The two forest successional stages had different dominant species (Supporting Information, Appendixes 1, 3, and 4), which might have been caused by differential responses of dominant species to soil nutrients (Perroni-Ventura et al., 2013). In shrubs, the early-successional stage, the abundance of species such as Arytera littoralis, Litsea glutinosa, and so on, declined, while the other species increased. In contrast, in Forest, which represents a mid-successional stage, the abundance of species, for example, Syzygium buxifolioideum, Litsea glutinosa, and so on, declined, while the other species increased. These results suggest that late recovery species are more able to adapt to the changing understory environment (Huang et al., 2013). The response of dominant species to limiting soil nutrients could predict the destiny of dominant species in late-successional or climax forest.

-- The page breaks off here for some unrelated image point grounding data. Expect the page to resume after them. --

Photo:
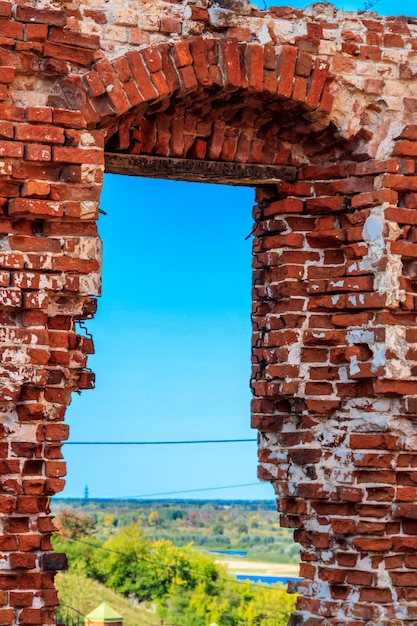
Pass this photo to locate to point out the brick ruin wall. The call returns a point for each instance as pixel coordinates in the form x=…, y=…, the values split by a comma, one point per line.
x=329, y=93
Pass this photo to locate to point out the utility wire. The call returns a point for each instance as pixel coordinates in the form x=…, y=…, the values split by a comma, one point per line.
x=155, y=443
x=166, y=567
x=173, y=493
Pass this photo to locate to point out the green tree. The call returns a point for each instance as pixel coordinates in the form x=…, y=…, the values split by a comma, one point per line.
x=74, y=525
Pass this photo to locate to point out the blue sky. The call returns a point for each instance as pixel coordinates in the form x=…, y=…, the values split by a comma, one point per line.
x=172, y=339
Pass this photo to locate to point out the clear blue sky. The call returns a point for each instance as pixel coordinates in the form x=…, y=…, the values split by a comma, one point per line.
x=172, y=338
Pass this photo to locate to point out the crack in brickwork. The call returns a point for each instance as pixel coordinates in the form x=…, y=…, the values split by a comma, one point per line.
x=329, y=93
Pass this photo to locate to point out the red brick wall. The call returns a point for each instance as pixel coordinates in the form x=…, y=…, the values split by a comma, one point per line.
x=335, y=342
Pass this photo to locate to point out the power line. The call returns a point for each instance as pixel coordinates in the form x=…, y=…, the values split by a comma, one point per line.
x=173, y=493
x=155, y=443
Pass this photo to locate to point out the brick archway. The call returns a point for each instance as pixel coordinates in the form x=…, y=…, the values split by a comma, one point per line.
x=334, y=348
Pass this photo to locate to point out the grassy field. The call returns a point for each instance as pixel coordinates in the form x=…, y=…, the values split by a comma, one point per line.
x=243, y=566
x=84, y=594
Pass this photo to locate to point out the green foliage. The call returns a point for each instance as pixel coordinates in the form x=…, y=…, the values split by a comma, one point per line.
x=84, y=594
x=147, y=558
x=189, y=588
x=74, y=525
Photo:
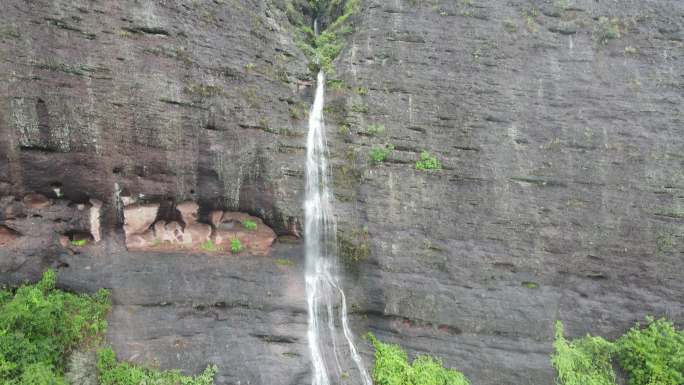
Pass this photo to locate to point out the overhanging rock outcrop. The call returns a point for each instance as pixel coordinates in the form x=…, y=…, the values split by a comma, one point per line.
x=228, y=232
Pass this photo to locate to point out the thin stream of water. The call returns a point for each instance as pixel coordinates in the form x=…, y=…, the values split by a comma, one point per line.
x=325, y=298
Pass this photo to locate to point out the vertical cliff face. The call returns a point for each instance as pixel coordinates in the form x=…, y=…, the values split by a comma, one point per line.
x=559, y=126
x=199, y=100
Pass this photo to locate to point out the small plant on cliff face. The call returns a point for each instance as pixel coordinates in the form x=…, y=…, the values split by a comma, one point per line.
x=249, y=224
x=392, y=368
x=209, y=245
x=379, y=154
x=428, y=162
x=111, y=372
x=236, y=246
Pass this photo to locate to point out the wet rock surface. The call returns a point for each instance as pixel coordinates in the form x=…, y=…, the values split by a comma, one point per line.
x=560, y=196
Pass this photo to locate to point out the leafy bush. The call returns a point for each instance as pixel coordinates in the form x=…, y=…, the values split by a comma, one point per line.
x=236, y=246
x=40, y=326
x=379, y=154
x=428, y=162
x=249, y=224
x=653, y=355
x=112, y=373
x=585, y=361
x=392, y=368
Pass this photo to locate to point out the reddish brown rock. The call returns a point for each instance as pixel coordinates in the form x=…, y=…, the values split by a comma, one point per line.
x=94, y=219
x=215, y=217
x=36, y=201
x=141, y=241
x=168, y=232
x=64, y=240
x=8, y=236
x=196, y=234
x=257, y=241
x=139, y=217
x=188, y=211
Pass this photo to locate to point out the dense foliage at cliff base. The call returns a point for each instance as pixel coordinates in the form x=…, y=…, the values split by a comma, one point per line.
x=41, y=328
x=649, y=355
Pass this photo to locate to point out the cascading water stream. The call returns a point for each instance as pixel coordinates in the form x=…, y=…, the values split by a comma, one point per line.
x=324, y=293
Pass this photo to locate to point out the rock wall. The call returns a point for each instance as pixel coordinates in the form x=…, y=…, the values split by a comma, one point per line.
x=561, y=194
x=558, y=124
x=160, y=99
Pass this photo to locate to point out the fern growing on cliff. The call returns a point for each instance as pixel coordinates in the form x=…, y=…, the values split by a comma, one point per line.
x=392, y=368
x=585, y=361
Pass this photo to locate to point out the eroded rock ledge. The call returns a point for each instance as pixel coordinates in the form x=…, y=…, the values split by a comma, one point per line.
x=227, y=231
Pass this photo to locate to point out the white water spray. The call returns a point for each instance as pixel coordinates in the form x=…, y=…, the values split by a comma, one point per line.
x=325, y=298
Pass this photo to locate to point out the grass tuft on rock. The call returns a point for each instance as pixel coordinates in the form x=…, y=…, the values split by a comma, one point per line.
x=392, y=368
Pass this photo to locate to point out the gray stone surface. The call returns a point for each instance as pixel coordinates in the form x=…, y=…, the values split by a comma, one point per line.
x=562, y=155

Thus, in shrubs, we would predict the following species to be dominant: Syzygium tephrodes, Maclurodendron oligophlebium, Syzygium buxifolium, Aporosa yunnanensis, Hydnocarpus hainanensis, Xantolis longispinosa, and Ardisia crassinervosa; whereas in forest, we would predict Syzygium buxifolium, Elaeocarpus sylvestris, Litsea variabilis, Dillenia turbinata, Ancistrocladus tectorius, Bridelia balansae, Hancea hookeriana, Litsea verticillata, Schefflera heptaphylla, Casearia membranacea, and Olea dioica. Decline of different dominant species in each successional stage differed (Supporting Information, Appendices 3 and 4). The species with higher decline rates may be eliminated rapidly in the future forest recovery, whereas the species with lower decline rates might persist for a longer time. This phenomenon may be caused by transient adaption to the appearance of a more heterogeneous environment in later successional stages (Bartels & Chen, 2010). However, these species will likely eventually make space for mature-phase dominant species. As forest ecosystems are highly complex, the factors influencing species coexistence and replacement during recovery may be extremely diverse (Lin et al., 2016). Thus, further studies are required to fully explore the species coexistence mechanisms in secondary forest recovery processes.